By selecting a charity as a beneficiary on an investment account or in your trust or will, you may easily include charitable giving into your estate strategy People who wish to make a lasting impression typically use this strategy. For those with a large taxable estate who need access to their assets now but don’t want to pay estate taxes, this is an excellent option.

It’s important to think about how assets are taxed depending on who receives them as part of your estate planning. Non-retirement accounts may be given a step-up in cost basis (essentially, tax-free investment profits) if they are handed to your heirs, while Roth IRAs are distributed tax-free. IRAs should be left to charity, whereas non-retirement accounts and Roths should be left to close family members and close friends.

Programs Administered by the State

You may double the effect of your donation to one of more than 1,400 Oregon non-profits by using The Oregon Cultural Trust, a resource that many of my fellow Oregonians fail to take advantage of.
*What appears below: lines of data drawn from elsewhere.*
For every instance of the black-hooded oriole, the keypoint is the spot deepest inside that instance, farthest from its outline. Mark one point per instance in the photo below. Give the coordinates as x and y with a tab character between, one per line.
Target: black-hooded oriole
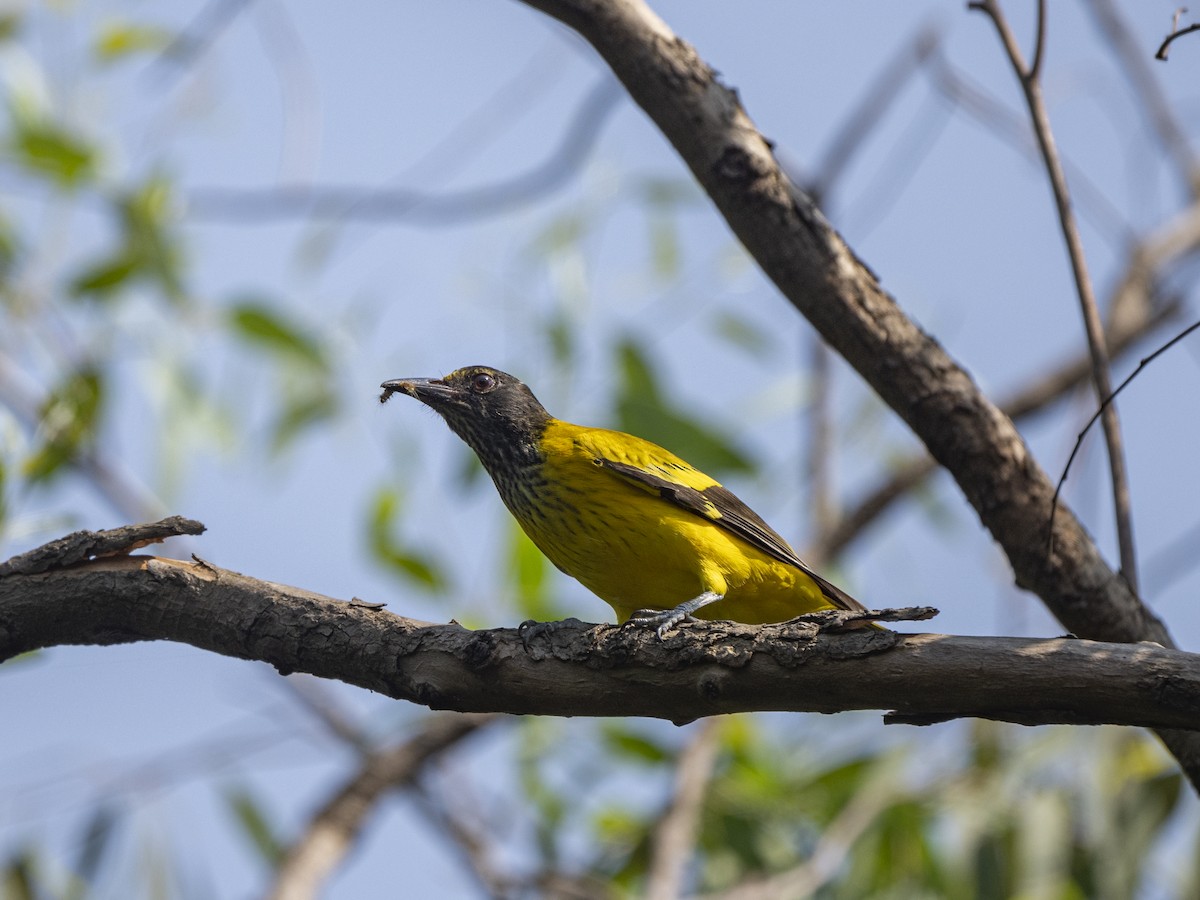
633	522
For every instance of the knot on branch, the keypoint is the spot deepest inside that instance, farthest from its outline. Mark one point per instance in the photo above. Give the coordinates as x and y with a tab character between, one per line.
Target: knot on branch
81	546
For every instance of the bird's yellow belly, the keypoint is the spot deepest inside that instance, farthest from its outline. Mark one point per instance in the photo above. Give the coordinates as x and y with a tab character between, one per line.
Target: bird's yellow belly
636	553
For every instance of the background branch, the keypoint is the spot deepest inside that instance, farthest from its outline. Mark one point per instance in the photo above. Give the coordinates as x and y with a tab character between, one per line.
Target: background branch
334	831
1093	325
598	670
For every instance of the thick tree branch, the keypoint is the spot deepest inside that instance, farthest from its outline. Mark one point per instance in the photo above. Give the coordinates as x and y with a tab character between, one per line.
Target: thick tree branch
821	276
1090	311
598	670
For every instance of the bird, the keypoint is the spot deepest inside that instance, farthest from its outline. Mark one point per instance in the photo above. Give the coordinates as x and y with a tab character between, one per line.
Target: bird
655	538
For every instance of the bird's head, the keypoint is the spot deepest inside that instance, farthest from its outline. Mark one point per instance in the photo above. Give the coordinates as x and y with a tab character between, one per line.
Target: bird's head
490	409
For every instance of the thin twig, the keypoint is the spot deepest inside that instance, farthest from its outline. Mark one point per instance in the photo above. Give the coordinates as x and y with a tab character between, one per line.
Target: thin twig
912	472
1092	323
202	33
676	832
1099	412
1176	31
1151	101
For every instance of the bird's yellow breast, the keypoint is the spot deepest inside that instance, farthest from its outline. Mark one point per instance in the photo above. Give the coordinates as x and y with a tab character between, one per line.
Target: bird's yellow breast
637	550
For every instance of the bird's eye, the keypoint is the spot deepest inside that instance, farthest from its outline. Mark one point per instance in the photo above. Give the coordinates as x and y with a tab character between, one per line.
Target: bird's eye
481	382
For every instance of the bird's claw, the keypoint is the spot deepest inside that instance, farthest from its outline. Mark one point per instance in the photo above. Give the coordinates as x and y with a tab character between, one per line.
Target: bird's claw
661	621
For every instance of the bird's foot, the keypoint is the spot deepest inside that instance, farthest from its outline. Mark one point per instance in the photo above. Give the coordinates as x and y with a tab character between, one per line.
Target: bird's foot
663	621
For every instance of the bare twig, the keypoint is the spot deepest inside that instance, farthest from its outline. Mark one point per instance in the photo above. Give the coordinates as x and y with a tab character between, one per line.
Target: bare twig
675	835
1092	323
995	115
1151	102
1176	31
1110	399
414	205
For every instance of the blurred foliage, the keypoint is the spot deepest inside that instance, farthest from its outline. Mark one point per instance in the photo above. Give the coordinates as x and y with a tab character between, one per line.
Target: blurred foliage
255	823
413	565
1051	813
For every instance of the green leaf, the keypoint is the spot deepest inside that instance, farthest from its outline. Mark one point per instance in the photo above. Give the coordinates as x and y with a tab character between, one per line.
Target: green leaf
102	280
95	844
744	334
19	880
10	250
300	413
148	215
119	40
10	25
642	411
259	324
67	421
148	249
390	551
665	253
255	825
53	151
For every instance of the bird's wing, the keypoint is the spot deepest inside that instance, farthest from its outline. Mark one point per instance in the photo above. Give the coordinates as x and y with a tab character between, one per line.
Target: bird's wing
726	510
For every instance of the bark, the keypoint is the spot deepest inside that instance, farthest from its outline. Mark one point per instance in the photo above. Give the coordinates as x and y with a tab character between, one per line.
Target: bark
576	669
1049	550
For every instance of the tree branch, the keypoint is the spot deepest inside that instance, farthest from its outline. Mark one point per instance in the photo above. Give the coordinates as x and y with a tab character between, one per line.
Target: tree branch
798	250
1093	325
598	670
334	831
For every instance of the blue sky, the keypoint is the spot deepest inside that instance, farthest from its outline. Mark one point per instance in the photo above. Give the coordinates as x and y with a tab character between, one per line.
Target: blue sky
453	95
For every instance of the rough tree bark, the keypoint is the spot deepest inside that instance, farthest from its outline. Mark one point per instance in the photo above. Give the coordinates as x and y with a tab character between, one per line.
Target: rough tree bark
1050	552
83	589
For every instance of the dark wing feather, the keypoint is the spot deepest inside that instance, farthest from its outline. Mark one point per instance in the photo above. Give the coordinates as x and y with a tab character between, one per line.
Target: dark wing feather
726	510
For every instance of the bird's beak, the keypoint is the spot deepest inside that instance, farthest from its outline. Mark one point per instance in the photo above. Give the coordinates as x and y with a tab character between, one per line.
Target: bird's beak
431	391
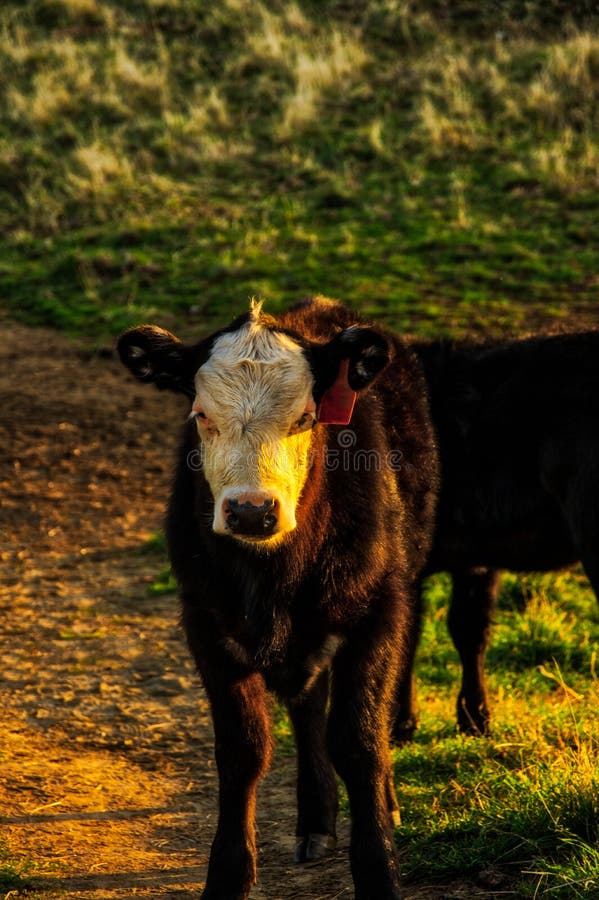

On their website,, you may find out which groups are eligible. For every $500 that you donate, you get a tax credit equal to the amount of your gift. Nonprofit cultural organisations in Oregon get a portion of the matching funds. Similar programmes may be available to residents of other states.

Gift Annuity for the Good of Others

A charitable gift annuity may be a useful alternative for those who need extra income. It is a win-win situation for both the organisation and you. The charity gets a long-term source of revenue, and you get an instant tax benefit.

Donor-Advised Funds.

A charitable trust or foundation may be an option if you want to leave a substantial bequest during your lifetime.

Because charitable trusts are irrevocable, any assets placed in them cannot be withdrawn for any other purpose than those specified in the trust. Benefits include receiving a tax break for donating valued property and avoiding capital gains on the sale. There are two primary categories. Remaining assets from a Charitable Remainder Trust go to the chosen charity at the conclusion of the term. In contrast, a Charitable Lead Trust is a different kind of trust. For a defined amount of time, a portion of the income goes to the charity, and then the remainder is returned to the donor or another designated recipient. A professional trustee and the assistance of an attorney are required for the creation of the trust. Therefore, this method is best suited for bigger contributions or those involving more complicated assets. The sooner you take action, the better if this seems like a good fit for you. The non-charitable element of the trust may be taxed, limiting the tax advantages of this sort of giving.


If you want your philanthropic activities to go on beyond your death, you might consider establishing a family foundation or a private foundation. Investments made with donated cash are tax-deferred. Because of this, you have the option of using your own family members to run the foundation. For the most part, foundations are only sought by wealthy families since they are heavily regulated and costly to operate.